Laboratory of Kimberly J. Jasmer, PhD

Current projects

P2Y Receptors and Sjögren’s Disease Pathology

Sjögren’s disease (SjD) is a chronic, inflammatory autoimmune disease characterized by lymphocytic infiltration of the lacrimal and salivary glands, resulting in dry eye and dry mouth, respectively. However, it is a systemic disease affecting other exocrine and non-exocrine tissues. Salivary gland hypofunction in SjD increases the incidence of periodontitis, yeast and bacterial infections and digestive disorders. B cells play an essential role in the pathogenesis of SjD, and indicators of B cell hyperactivity in SjD include the production of autoantibodies, hypergammaglobulinemia, and the development of B cell lymphomas. In addition to glandular pathology, SjD patients experience pulmonary manifestations, neurological disorders and hematological conditions. Our studies not only focus on the salivary glands but also on other tissues affected by systemic SjD, such as the lungs, lacrimal glands, and the various tissues where B-cell lymphomas can develop.

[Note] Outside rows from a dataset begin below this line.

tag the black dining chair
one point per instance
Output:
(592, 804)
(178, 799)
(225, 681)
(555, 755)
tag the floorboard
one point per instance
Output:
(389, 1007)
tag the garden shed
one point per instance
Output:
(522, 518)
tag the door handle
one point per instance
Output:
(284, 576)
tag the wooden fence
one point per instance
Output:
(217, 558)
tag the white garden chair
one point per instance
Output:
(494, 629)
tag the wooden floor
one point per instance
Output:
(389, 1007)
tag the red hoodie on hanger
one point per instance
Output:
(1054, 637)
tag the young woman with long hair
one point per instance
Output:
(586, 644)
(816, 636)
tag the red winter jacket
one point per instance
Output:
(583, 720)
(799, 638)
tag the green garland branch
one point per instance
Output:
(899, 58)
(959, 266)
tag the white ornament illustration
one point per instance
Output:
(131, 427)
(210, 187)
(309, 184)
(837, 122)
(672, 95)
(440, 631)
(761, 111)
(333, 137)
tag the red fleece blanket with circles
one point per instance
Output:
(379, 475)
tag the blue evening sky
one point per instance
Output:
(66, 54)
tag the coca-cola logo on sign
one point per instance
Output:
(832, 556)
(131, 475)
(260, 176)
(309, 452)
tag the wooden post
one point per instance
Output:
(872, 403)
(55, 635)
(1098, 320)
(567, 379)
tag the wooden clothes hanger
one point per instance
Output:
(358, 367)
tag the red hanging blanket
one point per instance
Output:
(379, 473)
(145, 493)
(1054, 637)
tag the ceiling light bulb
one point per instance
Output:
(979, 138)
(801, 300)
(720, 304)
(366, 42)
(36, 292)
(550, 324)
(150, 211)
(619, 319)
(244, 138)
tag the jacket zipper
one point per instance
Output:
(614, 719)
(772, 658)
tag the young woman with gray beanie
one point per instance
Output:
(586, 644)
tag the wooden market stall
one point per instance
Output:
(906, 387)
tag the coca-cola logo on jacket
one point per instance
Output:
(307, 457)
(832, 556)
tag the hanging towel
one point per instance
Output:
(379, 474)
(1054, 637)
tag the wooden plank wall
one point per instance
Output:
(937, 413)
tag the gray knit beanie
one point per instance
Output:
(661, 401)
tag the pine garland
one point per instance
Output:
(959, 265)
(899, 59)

Dr. Jasmer’s previous research examined how the release of cytoplasmic nucleotides from damaged cells, such as adenosine 5’-triphosphate (ATP), acts as an extracellular damage-associated molecular pattern (DAMP) to initiate chronic inflammatory responses through activation of P2 nucleotide receptors, including ATP-gated ionotropic P2X receptors and G protein-coupled P2Y receptors. Specifically, her work studied disease processes resulting from activation of the P2Y₂ receptor (P2Y₂R) on salivary gland-infiltrating B lymphocytes. Currently, her lab, with support from the National Institute of Dental and Craniofacial Research (NIDCR), is investigating the role of the novel P2Y10 receptor (P2Y10R) for Lysophosphatidylserine (LysoPS) in the pathology of SjD. 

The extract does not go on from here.